Photo: Rashmi Maity

This September 11, Let’s Forget

Twenty years ago, a group of terrorists bankrolled by a former CIA asset inflicted a massive collective trauma on the United States and provoked it into a war that lasted officially until about two weeks ago. In fighting this war, the United States left thousands upon thousands more injured and dead in its wake – on any and all sides of the equation – than who perished in the World Trade Center collapse or Pentagon attack by several magnitudes.

According to the Watson Institute for International and Public Affairs, 38 million people in Afghanistan, Pakistan, Iraq, Libya, Syria, Yemen, Somalia, and the Philippines have been displaced since 2001; to this day, 13 million people are still unable to return to their former homes. Over 900,000 people are dead, a third of whom were civilians completely unconnected from the conflict.

Since the war began, the United States has increased its penchant for authoritarianism at home and abroad, to the point where it invited an overt fascist to hang out in the halls of power for four years (a change of pace in that all the previous fascists were merely covert about it) and let fascism openly organize in the streets.

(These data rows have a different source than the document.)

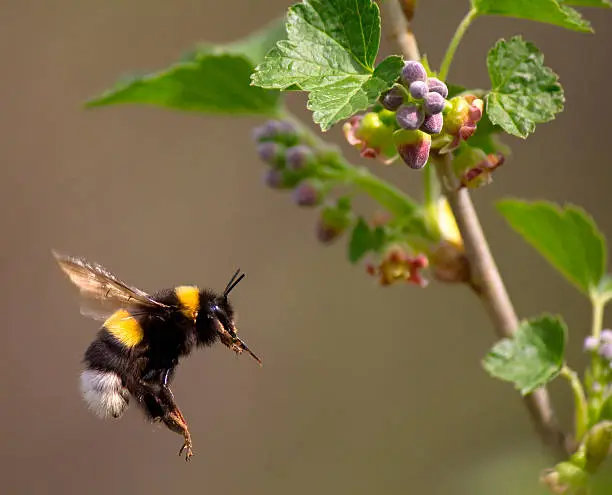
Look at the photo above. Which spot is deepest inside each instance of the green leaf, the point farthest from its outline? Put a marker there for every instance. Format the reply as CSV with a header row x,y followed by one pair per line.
x,y
212,79
606,410
330,53
487,137
548,11
524,91
567,237
532,357
604,289
606,4
364,240
211,83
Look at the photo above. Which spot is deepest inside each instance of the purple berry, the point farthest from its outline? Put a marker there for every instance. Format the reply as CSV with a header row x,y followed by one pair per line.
x,y
392,99
433,103
591,344
306,194
413,147
437,86
413,71
418,90
409,117
432,124
298,157
274,178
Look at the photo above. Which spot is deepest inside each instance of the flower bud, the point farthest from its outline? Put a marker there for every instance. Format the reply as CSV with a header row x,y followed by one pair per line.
x,y
298,158
598,443
413,71
591,344
447,223
460,118
392,99
433,103
433,124
307,194
397,265
333,221
571,476
434,84
413,147
409,116
418,90
372,136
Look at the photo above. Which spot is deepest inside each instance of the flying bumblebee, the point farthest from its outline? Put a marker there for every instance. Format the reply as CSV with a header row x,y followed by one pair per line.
x,y
142,338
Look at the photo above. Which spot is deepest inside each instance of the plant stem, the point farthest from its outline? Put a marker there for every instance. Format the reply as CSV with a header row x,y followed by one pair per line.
x,y
597,324
581,418
485,278
401,28
454,43
488,284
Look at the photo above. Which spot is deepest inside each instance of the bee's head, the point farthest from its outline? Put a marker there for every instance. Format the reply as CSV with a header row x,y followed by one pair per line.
x,y
221,314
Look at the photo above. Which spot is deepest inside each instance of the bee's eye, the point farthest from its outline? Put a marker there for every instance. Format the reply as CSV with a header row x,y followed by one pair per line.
x,y
220,314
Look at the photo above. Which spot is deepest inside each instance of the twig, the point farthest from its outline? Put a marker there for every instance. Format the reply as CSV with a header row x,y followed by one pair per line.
x,y
400,14
485,277
487,283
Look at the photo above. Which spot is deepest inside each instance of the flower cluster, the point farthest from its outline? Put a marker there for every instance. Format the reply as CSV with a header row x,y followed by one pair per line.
x,y
397,265
601,345
474,167
463,113
295,165
412,118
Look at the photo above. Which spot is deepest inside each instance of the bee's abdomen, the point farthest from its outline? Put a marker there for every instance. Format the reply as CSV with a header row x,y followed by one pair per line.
x,y
104,393
107,365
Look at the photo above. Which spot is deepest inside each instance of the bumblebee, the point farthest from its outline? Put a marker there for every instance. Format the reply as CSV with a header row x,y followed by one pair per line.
x,y
142,338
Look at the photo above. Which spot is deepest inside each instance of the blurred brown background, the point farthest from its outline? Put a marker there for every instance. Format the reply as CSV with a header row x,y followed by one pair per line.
x,y
363,390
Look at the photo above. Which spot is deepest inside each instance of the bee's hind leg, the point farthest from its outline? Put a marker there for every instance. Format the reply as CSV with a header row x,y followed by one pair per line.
x,y
160,405
175,421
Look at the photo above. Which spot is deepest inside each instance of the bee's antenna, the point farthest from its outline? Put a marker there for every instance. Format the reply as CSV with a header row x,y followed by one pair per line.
x,y
236,278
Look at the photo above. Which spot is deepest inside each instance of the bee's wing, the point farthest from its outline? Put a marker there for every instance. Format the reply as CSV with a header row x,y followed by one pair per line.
x,y
101,292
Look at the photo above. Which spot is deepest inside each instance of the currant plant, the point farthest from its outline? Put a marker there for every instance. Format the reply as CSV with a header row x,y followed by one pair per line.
x,y
400,110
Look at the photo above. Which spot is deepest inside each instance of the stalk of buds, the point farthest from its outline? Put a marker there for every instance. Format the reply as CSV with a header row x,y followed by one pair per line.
x,y
412,118
295,165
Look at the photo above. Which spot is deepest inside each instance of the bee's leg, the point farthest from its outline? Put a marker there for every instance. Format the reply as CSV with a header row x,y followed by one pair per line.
x,y
175,421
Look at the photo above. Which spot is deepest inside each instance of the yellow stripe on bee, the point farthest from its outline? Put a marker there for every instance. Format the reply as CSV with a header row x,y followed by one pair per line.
x,y
189,299
124,327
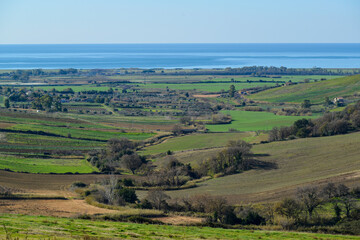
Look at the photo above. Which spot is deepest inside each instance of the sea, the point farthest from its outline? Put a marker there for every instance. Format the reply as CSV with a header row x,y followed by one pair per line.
x,y
170,56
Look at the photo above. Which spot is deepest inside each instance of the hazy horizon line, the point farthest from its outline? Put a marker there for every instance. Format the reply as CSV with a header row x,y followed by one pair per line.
x,y
181,43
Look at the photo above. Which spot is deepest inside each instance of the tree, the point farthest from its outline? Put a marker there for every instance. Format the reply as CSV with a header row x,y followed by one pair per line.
x,y
46,101
289,208
330,190
157,198
7,103
128,195
232,91
132,162
349,203
306,104
177,129
327,101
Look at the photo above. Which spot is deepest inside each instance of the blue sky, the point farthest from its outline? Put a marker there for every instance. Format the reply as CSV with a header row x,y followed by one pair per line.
x,y
179,21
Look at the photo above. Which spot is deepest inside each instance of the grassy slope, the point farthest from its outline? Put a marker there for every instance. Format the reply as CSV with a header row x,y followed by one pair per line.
x,y
40,227
316,92
38,165
252,121
299,161
197,141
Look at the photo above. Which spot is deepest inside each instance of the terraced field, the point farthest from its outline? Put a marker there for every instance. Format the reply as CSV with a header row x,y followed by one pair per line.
x,y
253,121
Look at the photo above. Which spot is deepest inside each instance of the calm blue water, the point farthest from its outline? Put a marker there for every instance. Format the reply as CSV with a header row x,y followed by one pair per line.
x,y
88,56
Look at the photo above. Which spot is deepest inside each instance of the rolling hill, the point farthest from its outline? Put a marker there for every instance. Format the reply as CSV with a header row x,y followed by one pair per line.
x,y
299,162
316,92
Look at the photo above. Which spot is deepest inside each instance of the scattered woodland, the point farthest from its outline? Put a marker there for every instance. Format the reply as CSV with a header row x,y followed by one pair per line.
x,y
253,150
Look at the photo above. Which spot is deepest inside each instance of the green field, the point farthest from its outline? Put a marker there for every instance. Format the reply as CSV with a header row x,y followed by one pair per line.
x,y
316,92
51,165
39,227
207,87
76,88
253,121
300,161
197,141
82,133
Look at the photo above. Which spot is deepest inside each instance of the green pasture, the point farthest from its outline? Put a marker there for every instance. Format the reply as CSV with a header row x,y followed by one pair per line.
x,y
153,120
253,121
40,227
82,133
206,87
47,165
197,141
316,92
76,88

Religious fundamentalism is on the rise, the culture war is louder than ever, and marginalized people are actively in danger from everyone from the police to ICE to the fucking Proud Boys. We are a belligerent, dangerous nation in nearly every respect, lower in international standing even than we were in 2001.

So on this 20th anniversary of September 11, where we would typically reaffirm our commitment to all this bullshit nonsense in “honor” of the senseless deaths of 2,977 people, instead let’s honor their memory another way.

Let’s forget.

Let’s let the wound finally close, let the nerve go unexposed for the first time in two decades. We should refocus the resources we spent on an endless war towards both supporting and caring for veterans for as long as they need it and providing a safe haven for the refugees we created – including the newest batch of scared Afghan citizens whose “freedom” was predicated on the stability of a house of cards in a windstorm we set up.

Abolish not just Immigration and Customs Enforcement but the entire Department of Homeland Security. Roll back TSA restrictions that unfairly and disproportionately target people with “middle eastern”-sounding names for shit like “random” checks and detainment. Eliminate the random and sweeping no-fly lists and travel bans. Get rid of the lie that doing any of this in the first place made “us” any safer at all. Free the Gitmo detainees.

In Oklahoma City, we have a memorial set up for the 168 people who died in the Murrah building bombing perpetrated by Timothy McVeigh in 1995. Every year, we run a marathon and observe a moment of silence for the dead. Visitors and residents can wander through a museum solidifying the rubble.

It is healthy to grieve. It is healthy to memorialize. It is not healthy to keep reaffirming the bloodthirst for revenge that has driven the US for so long that adults celebrating their first legal drink of alcohol on Saturday were barely one year old when the attack happened.

Forget, let go, move on. For the world’s sake, and your own.